磁場中成形の工程には、大きく分けて、材料粉末を乾燥させた後に成形を行う乾式と、材料粉末をスラリー状として成形を行う湿式とがある。
【0003】
【特許文献1】特開2005−317911号公報
【発明の開示】
【発明が解決しようとする課題】
【0004】
磁場中成形の工程では、乾式の場合には材料粉末、湿式の場合にはスラリーを金型のキャビティに投入し、これを圧縮成形して成形体を得るわけであるが、このとき、金型のキャビティ表面への成形体の付着を防止するため、離型剤をキャビティ表面に塗布することが一般的に行われている。
しかしながら、離型剤が適量でないことで欠けやクラックが発生し、不良率が高まるという問題がある。
【0005】
また、離型剤を用いる場合、毎ショットごと等、定期的に離型剤を塗布する必要がある。そのため、離型剤の使用量も多く、これが生産コスト上昇に影響する。加えて、離型剤を塗布するための手間がかかり、これによって生産効率の低下を招くという問題もある。
【0006】
また、一般的な金型成形において、成形体のキャビティ表面への付着を防止するために、キャビティ表面にメッキ等の表面処理を施し、被膜を形成することも行われているが、フェライト磁石の材料粉末は硬度が高く、特に湿式の場合には、この、硬度の高い材料粉末がスラリー中の分散剤によって乾式の場合よりも動きやすいために、被膜の摩耗が激しく、金型の耐久性が著しく低くなるという問題がある。フェライト磁石用の金型の場合、臼型は超硬材で形成され、上パンチステンレス鋼、下パンチがステライト(登録商標)鋼で形成されることがある。このような場合において上記のような被膜を用いるとすれば、超硬材よりも硬度の低いダイス鋼で形成された下パンチの表面に被膜を形成することになるが、上記のような理由によって被膜が摩耗すると、被膜の施されていない臼型よりも下パンチの方が型寿命が短くなり、不経済である。したがって、磁場中成形を湿式で行う場合には、従来手法の被膜では、実用に耐えないと言わざるを得ない。

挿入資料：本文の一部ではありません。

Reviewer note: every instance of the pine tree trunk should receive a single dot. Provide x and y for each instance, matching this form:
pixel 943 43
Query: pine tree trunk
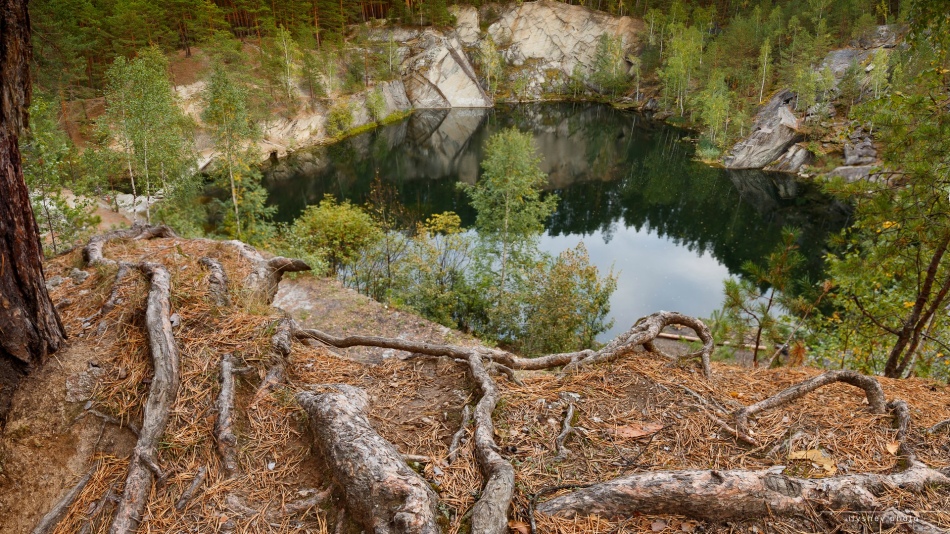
pixel 30 329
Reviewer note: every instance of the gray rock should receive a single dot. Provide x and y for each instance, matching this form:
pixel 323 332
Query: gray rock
pixel 466 24
pixel 792 160
pixel 440 75
pixel 838 61
pixel 861 153
pixel 851 173
pixel 78 276
pixel 774 130
pixel 558 35
pixel 53 282
pixel 886 36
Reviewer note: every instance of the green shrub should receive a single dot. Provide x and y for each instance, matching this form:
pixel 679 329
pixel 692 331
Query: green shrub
pixel 341 230
pixel 339 119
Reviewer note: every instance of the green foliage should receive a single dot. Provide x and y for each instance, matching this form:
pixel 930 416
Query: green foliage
pixel 48 157
pixel 610 72
pixel 341 230
pixel 143 118
pixel 566 306
pixel 228 119
pixel 748 312
pixel 376 105
pixel 339 119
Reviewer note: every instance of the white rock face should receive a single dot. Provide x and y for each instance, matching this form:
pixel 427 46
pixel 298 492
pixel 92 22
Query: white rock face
pixel 774 131
pixel 439 75
pixel 466 24
pixel 558 35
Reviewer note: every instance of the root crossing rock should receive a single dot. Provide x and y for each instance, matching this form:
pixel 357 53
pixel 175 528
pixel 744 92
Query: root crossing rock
pixel 380 490
pixel 162 392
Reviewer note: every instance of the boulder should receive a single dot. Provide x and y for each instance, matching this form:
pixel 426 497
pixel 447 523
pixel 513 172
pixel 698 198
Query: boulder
pixel 774 130
pixel 792 160
pixel 439 75
pixel 886 36
pixel 558 36
pixel 851 173
pixel 860 153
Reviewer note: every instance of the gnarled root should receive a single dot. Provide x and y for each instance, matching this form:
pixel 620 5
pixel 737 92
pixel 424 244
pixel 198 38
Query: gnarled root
pixel 380 490
pixel 161 395
pixel 92 252
pixel 217 281
pixel 871 387
pixel 717 496
pixel 267 273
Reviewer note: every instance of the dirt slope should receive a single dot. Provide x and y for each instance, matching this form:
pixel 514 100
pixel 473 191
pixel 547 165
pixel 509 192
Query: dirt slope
pixel 637 414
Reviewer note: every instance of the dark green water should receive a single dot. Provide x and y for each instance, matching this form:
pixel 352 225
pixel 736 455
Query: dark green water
pixel 672 227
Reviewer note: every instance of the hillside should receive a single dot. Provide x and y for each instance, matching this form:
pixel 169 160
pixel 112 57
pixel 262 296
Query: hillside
pixel 78 417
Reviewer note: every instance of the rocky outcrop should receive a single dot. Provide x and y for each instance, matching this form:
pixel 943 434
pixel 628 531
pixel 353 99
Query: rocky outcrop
pixel 775 130
pixel 439 75
pixel 792 160
pixel 466 24
pixel 558 35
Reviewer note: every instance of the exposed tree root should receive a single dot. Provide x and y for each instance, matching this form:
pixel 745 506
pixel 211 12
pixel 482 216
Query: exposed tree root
pixel 189 492
pixel 718 496
pixel 457 437
pixel 55 515
pixel 644 331
pixel 217 281
pixel 871 387
pixel 490 513
pixel 566 430
pixel 223 433
pixel 162 392
pixel 92 252
pixel 380 490
pixel 942 425
pixel 307 503
pixel 267 273
pixel 277 372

このため、被膜を形成するにしても、離型剤と併用せざるを得ず、上記問題の解決には繋がらない。
【0007】
本発明は、このような技術的課題に基づいてなされたもので、フェライト磁石を形成するための成形体を得るに際し、離型剤の使用量を抑え、生産コストの低減、生産効率の向上を図ることのできる耐久性に優れた磁場中成形装置、金型、磁場中成形方法を提供することを目的とする。
【課題を解決するための手段】
【0008】
かかる目的のもと、本発明の磁場中成形装置は、フェライト磁石を製造するときに用いる磁場中成形装置であり、主としてフェライトからなる粉末を分散媒に分散させたスラリーを圧縮成形し、所定形状の成形体を形成する金型と、金型中のスラリーに所定方向の磁場を印加する磁場発生源と、を備え、金型のキャビティ面の少なくとも一部に、粉末よりも硬度が高く、かつ金型の母材よりも摩擦係数の低い材料からなる被膜が形成されていることを特徴とする。

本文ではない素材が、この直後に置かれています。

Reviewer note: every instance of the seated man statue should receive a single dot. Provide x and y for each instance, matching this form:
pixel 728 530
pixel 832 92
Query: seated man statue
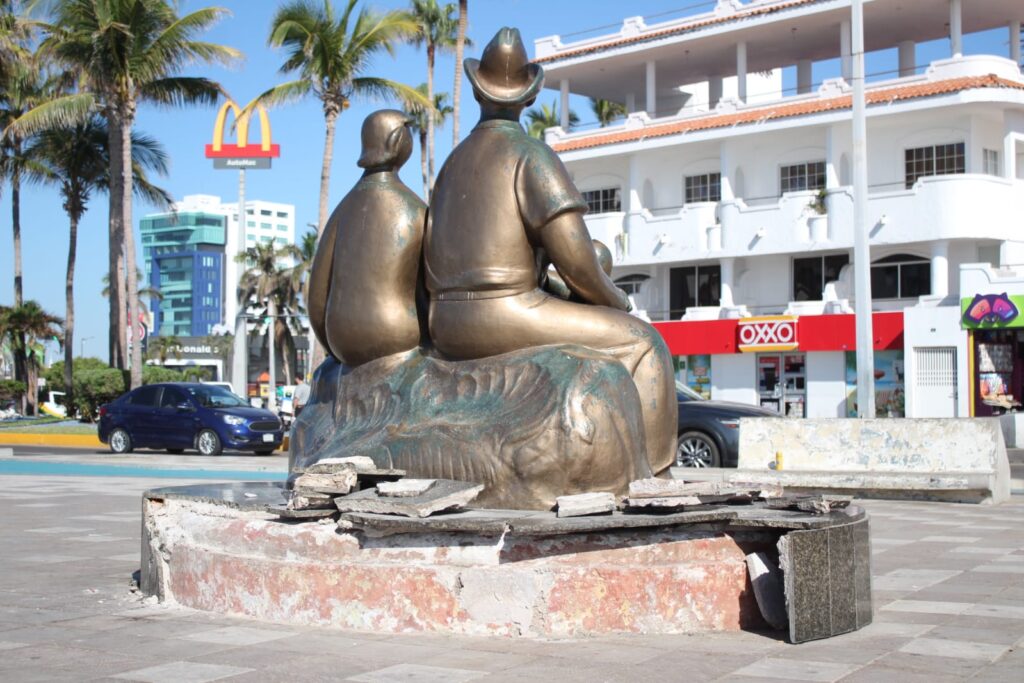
pixel 500 199
pixel 366 296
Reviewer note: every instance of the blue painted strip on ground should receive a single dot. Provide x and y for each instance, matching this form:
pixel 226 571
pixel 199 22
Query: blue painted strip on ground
pixel 84 469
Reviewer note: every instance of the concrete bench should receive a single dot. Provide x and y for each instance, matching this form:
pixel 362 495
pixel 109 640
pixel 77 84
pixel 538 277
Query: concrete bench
pixel 956 460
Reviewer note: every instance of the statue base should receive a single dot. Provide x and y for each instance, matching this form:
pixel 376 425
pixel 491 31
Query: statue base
pixel 215 547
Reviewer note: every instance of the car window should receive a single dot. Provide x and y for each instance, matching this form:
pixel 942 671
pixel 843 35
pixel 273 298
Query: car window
pixel 215 396
pixel 146 395
pixel 172 397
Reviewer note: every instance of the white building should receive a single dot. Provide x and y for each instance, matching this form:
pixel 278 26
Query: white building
pixel 728 202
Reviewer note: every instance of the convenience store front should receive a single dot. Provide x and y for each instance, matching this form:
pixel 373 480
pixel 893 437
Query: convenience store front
pixel 798 366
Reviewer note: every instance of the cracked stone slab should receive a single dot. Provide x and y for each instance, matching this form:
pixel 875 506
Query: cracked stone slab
pixel 444 495
pixel 597 503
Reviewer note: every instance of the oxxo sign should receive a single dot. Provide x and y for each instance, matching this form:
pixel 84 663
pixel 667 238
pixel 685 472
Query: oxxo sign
pixel 770 333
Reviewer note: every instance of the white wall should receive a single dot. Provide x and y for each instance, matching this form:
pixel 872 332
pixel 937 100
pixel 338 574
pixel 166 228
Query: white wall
pixel 733 378
pixel 935 326
pixel 825 384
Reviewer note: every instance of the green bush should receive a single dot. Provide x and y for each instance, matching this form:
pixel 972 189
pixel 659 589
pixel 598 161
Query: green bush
pixel 11 389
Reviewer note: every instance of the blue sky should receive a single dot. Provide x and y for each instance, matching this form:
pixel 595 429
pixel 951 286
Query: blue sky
pixel 299 130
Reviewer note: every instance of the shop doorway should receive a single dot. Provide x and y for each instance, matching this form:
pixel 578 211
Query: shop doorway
pixel 782 383
pixel 935 383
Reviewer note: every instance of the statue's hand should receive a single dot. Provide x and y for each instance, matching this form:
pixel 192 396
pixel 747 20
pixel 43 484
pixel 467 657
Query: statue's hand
pixel 624 299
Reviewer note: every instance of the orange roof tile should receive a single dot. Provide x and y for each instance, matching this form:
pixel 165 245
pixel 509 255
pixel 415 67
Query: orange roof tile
pixel 676 30
pixel 882 96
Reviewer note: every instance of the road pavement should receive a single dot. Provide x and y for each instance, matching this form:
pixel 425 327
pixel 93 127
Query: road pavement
pixel 948 596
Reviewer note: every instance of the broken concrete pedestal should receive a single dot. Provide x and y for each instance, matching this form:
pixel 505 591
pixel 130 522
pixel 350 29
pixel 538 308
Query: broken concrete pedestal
pixel 222 548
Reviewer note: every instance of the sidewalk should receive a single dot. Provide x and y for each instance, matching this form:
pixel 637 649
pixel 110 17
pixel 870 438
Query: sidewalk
pixel 949 606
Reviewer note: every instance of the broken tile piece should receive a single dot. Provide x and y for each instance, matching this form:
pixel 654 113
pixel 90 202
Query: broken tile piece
pixel 586 504
pixel 444 495
pixel 404 487
pixel 338 482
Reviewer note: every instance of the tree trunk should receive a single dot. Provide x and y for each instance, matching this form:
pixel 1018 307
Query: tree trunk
pixel 460 45
pixel 271 397
pixel 20 355
pixel 131 284
pixel 118 332
pixel 430 117
pixel 423 165
pixel 73 217
pixel 331 113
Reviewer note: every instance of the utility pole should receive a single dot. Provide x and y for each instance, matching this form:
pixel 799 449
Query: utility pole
pixel 861 248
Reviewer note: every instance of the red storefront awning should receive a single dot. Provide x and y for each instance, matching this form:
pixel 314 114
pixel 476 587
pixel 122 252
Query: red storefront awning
pixel 814 333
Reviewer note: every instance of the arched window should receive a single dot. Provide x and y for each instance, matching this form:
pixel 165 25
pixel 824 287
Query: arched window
pixel 632 284
pixel 901 276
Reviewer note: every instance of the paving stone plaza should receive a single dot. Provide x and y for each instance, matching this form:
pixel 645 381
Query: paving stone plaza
pixel 948 597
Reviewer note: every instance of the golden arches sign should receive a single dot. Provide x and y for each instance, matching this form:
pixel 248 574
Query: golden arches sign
pixel 242 150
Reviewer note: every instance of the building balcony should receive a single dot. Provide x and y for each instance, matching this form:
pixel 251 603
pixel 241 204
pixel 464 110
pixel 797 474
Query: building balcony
pixel 947 207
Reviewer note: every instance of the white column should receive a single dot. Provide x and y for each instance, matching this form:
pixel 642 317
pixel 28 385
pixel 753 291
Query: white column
pixel 804 76
pixel 714 91
pixel 563 113
pixel 907 57
pixel 651 90
pixel 741 71
pixel 955 29
pixel 940 268
pixel 862 256
pixel 728 269
pixel 846 61
pixel 1015 42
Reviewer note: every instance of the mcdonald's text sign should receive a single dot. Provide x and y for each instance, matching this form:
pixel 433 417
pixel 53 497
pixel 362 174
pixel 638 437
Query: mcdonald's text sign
pixel 242 155
pixel 769 333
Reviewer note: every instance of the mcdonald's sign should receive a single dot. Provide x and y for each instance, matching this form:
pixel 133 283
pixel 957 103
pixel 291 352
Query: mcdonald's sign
pixel 242 155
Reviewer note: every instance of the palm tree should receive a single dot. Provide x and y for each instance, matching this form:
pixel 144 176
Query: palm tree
pixel 331 53
pixel 437 31
pixel 163 346
pixel 546 117
pixel 77 157
pixel 460 43
pixel 420 117
pixel 267 284
pixel 606 111
pixel 27 327
pixel 125 52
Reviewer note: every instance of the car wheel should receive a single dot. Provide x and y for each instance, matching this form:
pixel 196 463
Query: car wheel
pixel 120 440
pixel 697 450
pixel 208 442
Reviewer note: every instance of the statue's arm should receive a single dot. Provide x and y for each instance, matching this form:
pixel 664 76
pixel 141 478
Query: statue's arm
pixel 320 282
pixel 567 243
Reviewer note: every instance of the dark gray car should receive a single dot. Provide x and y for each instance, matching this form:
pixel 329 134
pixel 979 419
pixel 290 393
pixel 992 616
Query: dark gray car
pixel 709 430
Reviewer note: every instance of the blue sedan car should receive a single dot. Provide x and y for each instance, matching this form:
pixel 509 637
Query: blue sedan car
pixel 182 416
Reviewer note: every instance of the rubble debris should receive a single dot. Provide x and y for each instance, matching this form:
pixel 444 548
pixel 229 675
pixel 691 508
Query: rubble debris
pixel 443 496
pixel 819 505
pixel 581 505
pixel 337 482
pixel 768 589
pixel 404 487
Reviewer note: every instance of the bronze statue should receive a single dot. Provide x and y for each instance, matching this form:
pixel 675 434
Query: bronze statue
pixel 366 296
pixel 500 199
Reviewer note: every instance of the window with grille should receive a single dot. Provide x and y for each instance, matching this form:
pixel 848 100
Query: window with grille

フェライト磁石を、スラリーを用いて湿式成形する場合、型や被膜の寿命に関し、乾式よりも条件が厳しい。このような湿式成形用の磁場中成形装置において、金型のキャビティ面の少なくとも一部に、粉末よりも硬度が高く、かつ金型の母材よりも摩擦係数の低い材料からなる被膜を形成することで、粉末に対する被膜の耐摩耗性が高まる。また、被膜表面の摩擦係数が低いので、離型剤等の塗布量を低減することもできる。

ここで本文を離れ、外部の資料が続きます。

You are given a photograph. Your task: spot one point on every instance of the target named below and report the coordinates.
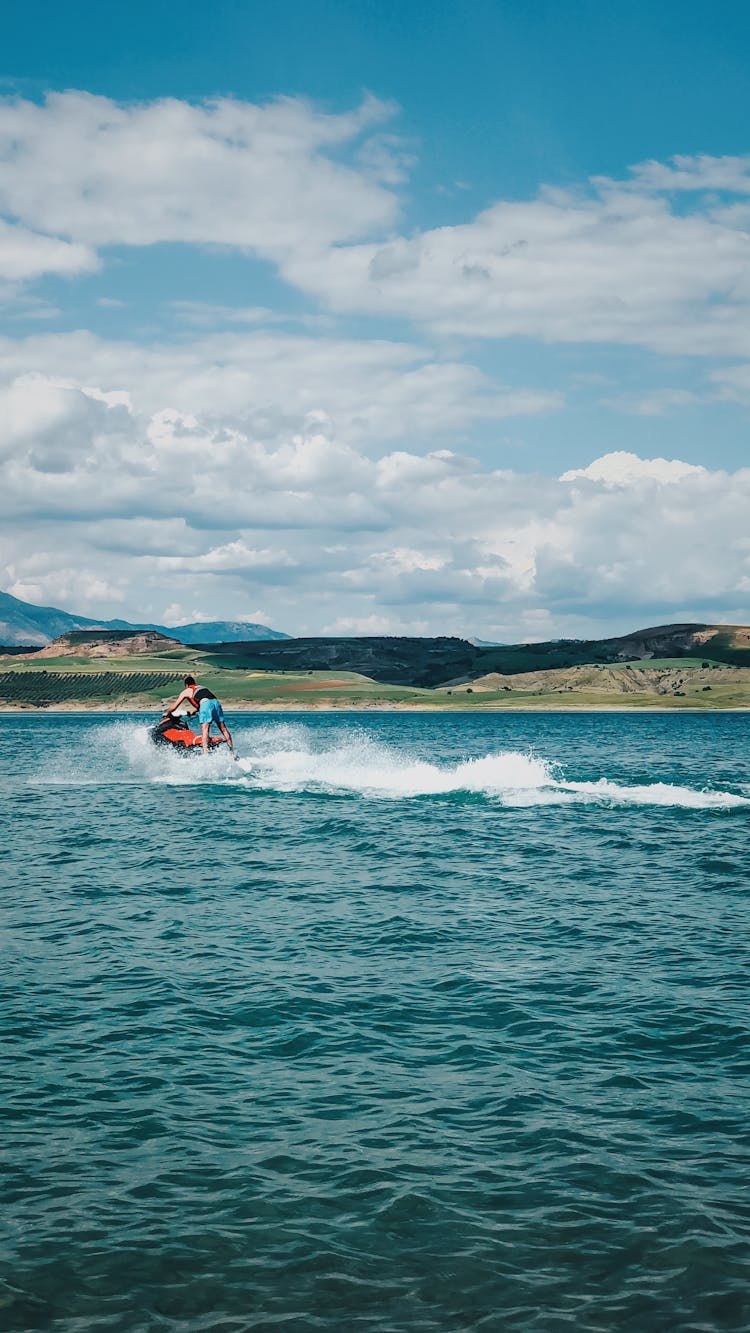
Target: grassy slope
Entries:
(228, 676)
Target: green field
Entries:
(151, 683)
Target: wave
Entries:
(289, 757)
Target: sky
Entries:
(360, 316)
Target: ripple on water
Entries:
(422, 1023)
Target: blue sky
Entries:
(324, 355)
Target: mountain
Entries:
(21, 623)
(450, 661)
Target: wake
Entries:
(289, 757)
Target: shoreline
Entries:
(112, 711)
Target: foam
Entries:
(292, 757)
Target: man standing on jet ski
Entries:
(208, 709)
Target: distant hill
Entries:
(23, 623)
(449, 661)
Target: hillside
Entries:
(25, 624)
(449, 661)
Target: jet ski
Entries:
(172, 733)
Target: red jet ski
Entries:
(173, 733)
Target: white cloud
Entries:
(363, 391)
(613, 264)
(624, 469)
(223, 172)
(319, 195)
(25, 255)
(171, 508)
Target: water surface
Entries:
(405, 1021)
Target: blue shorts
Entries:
(211, 711)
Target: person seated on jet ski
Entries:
(175, 733)
(208, 709)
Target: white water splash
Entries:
(291, 757)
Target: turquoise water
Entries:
(402, 1023)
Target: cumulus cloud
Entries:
(105, 173)
(624, 469)
(165, 508)
(272, 383)
(25, 255)
(610, 264)
(658, 259)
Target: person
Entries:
(208, 709)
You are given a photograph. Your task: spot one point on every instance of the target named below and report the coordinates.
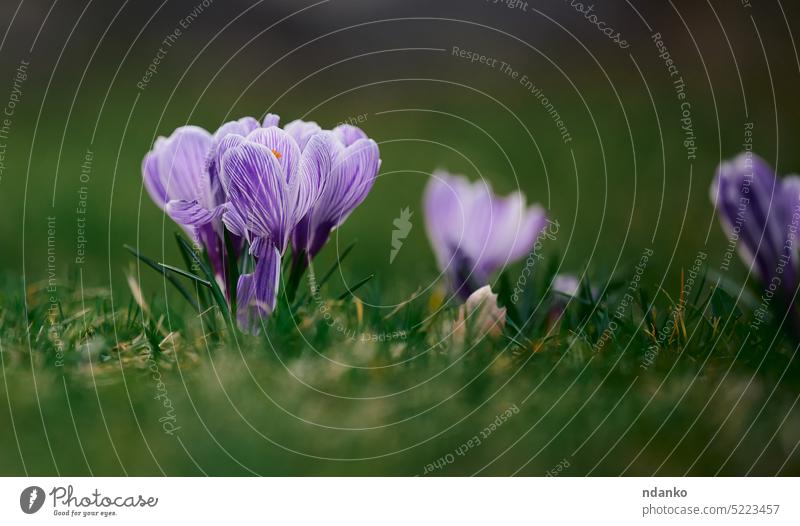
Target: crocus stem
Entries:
(298, 268)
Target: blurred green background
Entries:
(622, 184)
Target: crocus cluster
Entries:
(761, 214)
(271, 188)
(475, 233)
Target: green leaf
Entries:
(167, 275)
(219, 297)
(355, 287)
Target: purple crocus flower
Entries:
(475, 233)
(176, 178)
(355, 164)
(761, 213)
(271, 185)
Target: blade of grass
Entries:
(185, 274)
(329, 272)
(219, 297)
(168, 275)
(355, 287)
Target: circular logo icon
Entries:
(31, 499)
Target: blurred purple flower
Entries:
(761, 214)
(355, 164)
(475, 233)
(271, 184)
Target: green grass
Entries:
(634, 385)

このような被膜は、粉末の硬度の2倍以上の硬度を有するものとするのが、確実な効果を得るには好ましい。例えば、被膜を、ビッカース硬度Hv=3000以上、摩擦係数μ=0.2以下とする。このような被膜には、ダイヤモンド状炭素被膜を用いるのが好ましい。
【0009】
本発明の金型は、フェライト磁石を製造するときに用いられ、主としてフェライトからなる粉末を分散媒に分散させたスラリーを圧縮成形し、所定形状の成形体を形成する金型であって、所定の断面形状を有した孔が形成された臼型と、臼型の孔に下方から挿入された下型と、臼型に対向するよう設けられた上型と、を備え、下型の上面に、粉末に対し硬度が2倍以上で、かつ下型の母材よりも摩擦係数の低い材料からなる被膜が形成されていることを特徴とする。
【0010】
また、本発明の磁場中成形方法は、主としてフェライトからなる粉末を分散媒に分散させることで得たスラリーを、粉末よりも硬度が高くかつ母材よりも摩擦係数の低い材料からなる被膜が表面の少なくとも一部に形成された金型に注入する工程と、所定方向の磁場を印加しつつ金型でスラリーを加圧する工程と、金型を開き、スラリーを加圧成形することで得られる成形体を金型から取り出す工程と、を有することを特徴とする。
【発明の効果】
【0011】
本発明によれば、金型の少なくとも一部に高硬度かつ低摩擦係数を有する被膜を形成することで、スラリーに含まれるフェライト材料(粉末)に対する被膜の耐摩耗性を高めることが可能となる。その結果、金型の耐久性を高めることができ、また、摩擦係数の低い被膜により、潤滑剤の使用量を削減することができる。これにより、潤滑剤の使用量削減、潤滑剤塗布の手間の軽減することができ、生産効率の向上、生産コストの低減を図ることができる。
【発明を実施するための最良の形態】
【0012】
以下、添付図面に示す実施の形態に基づいてこの発明を詳細に説明する。
図1は、本実施の形態におけるフェライト磁石の製造工程の流れの一例を示す図である。なお、本実施の形態で示すフェライト磁石の製造工程はあくまでも一例に過ぎず、適宜変更を加えることが可能なのは言うまでもない。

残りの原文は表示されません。